Country fixed effects and clustered robust standard errors for logistic regression I'm wondering if in the same analysis I can use countries as fixed effect and as a cluster for the robust standard errors.
Background: I'm running a multivariate logistic regression with the glm() package in R.
My outcome variable is intimate partner violence and my predictors include income inequality, age, education, under 18y living at home, alcohol abuse, and violent behavior towards others.
My supervisor said I should include clustered robust standard errors in my analysis and I do have 28 countries in my sample, therefore, my cluster is countries. Right now, I'm not very interested in what those differences are.
My idea was to include country as dummy variables to account for country effects in the analysis. But since now I will use country as my cluster for the robust standard errors, I'm no longer sure if I need to use as the country effects as well.
Can I use country as both fixed effects and as the cluster for my robust standard errors?
Can someone please help me? Any answer or link to a material would be great.
 A: In case of linear models, heteroscedasticity will not affect the point estimates, and you can use clustered standard errors. Whether you should do this or not is discussed, for example, here. This however does not translate for nonlinear models.
Jeff Wooldridge writes for example here:

... The reason clustered standard errors are not allowed is that the FE logit estimator -- that is, the conditional MLE -- is inconsistent in the presence of serial correlation (and heteroskedasticity). A former student of mine [..] showed this in his dissertation via simulation a few years ago.

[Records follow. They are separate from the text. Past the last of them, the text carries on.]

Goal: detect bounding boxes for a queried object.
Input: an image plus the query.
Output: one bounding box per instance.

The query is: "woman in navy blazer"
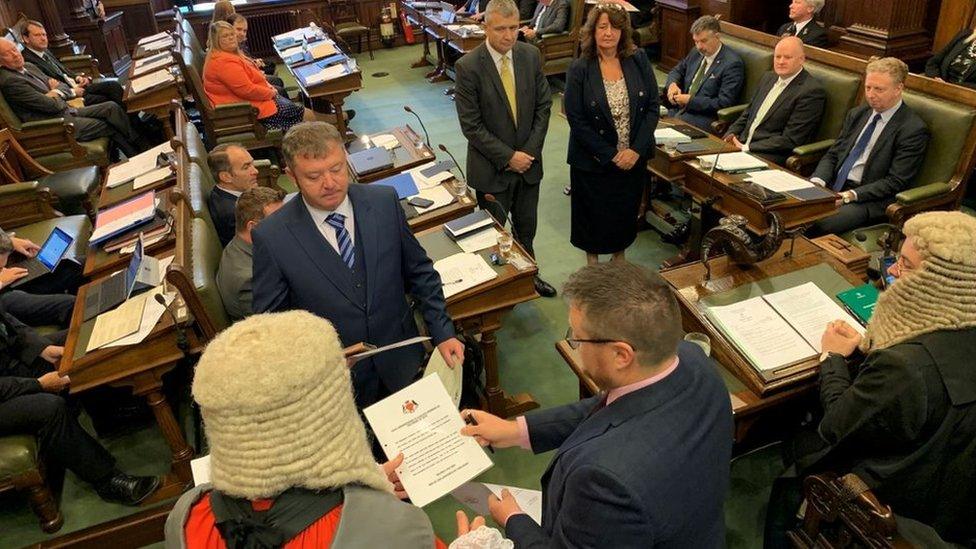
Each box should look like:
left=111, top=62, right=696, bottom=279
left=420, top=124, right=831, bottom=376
left=564, top=4, right=658, bottom=263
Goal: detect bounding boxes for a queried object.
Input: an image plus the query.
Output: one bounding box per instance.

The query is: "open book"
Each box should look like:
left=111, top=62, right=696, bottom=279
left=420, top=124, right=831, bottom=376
left=705, top=282, right=865, bottom=378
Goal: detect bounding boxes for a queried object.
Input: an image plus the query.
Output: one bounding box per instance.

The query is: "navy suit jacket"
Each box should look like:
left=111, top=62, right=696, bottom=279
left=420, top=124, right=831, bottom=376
left=251, top=184, right=455, bottom=395
left=207, top=186, right=238, bottom=248
left=506, top=342, right=733, bottom=548
left=564, top=50, right=660, bottom=172
left=665, top=45, right=745, bottom=131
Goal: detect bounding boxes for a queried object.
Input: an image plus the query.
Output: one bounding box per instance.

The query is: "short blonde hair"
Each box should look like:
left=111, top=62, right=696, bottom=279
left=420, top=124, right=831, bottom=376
left=207, top=20, right=236, bottom=52
left=866, top=56, right=908, bottom=84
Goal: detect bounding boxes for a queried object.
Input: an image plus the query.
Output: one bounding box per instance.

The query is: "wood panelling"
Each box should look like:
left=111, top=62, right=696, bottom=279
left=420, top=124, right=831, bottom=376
left=103, top=0, right=159, bottom=51
left=64, top=10, right=132, bottom=76
left=933, top=0, right=975, bottom=52
left=658, top=0, right=700, bottom=71
left=835, top=0, right=935, bottom=66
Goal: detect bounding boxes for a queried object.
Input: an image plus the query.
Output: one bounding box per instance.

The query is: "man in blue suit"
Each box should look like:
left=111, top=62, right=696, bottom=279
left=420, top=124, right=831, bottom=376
left=251, top=122, right=465, bottom=408
left=664, top=15, right=745, bottom=131
left=459, top=262, right=733, bottom=548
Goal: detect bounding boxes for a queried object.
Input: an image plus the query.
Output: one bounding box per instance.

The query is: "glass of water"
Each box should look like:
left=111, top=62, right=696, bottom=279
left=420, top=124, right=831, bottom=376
left=448, top=178, right=468, bottom=200
left=497, top=232, right=514, bottom=260
left=684, top=332, right=711, bottom=356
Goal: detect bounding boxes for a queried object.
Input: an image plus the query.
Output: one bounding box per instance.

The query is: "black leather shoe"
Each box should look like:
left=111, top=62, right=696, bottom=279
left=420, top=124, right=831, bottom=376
left=534, top=276, right=557, bottom=298
left=95, top=472, right=160, bottom=506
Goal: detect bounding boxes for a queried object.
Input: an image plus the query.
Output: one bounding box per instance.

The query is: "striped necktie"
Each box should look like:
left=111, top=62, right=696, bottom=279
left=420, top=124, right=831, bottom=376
left=326, top=212, right=355, bottom=269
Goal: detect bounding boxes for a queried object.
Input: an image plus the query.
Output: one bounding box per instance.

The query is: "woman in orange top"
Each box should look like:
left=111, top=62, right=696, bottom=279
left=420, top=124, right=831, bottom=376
left=203, top=21, right=304, bottom=132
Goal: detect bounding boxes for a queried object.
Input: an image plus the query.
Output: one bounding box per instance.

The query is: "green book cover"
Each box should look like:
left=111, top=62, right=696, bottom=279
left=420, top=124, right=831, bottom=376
left=837, top=284, right=879, bottom=325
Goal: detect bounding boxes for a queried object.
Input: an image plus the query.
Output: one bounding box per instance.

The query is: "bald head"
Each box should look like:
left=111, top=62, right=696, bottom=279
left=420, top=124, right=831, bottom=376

And you should careful think about the (non-linear) model you are estimating. One pragmatic opportunity could be to use fixed-effects OLS for binary data as often been done in econometrics and suggested for example by Joshua Angrist and Jörn-Steffen Pischke:

Hence, there is a lot to be said for sticking to a linear regression function as compared to a fairly arbitrary choice of a non-linear one! Nonlinearity per se is a red herring.

PS: As commented by Frank Harrell, this approach is however controversial since you use by definition a model which is not suited for the (binary) data at hand (see for example the blogpost by Dave Giles here).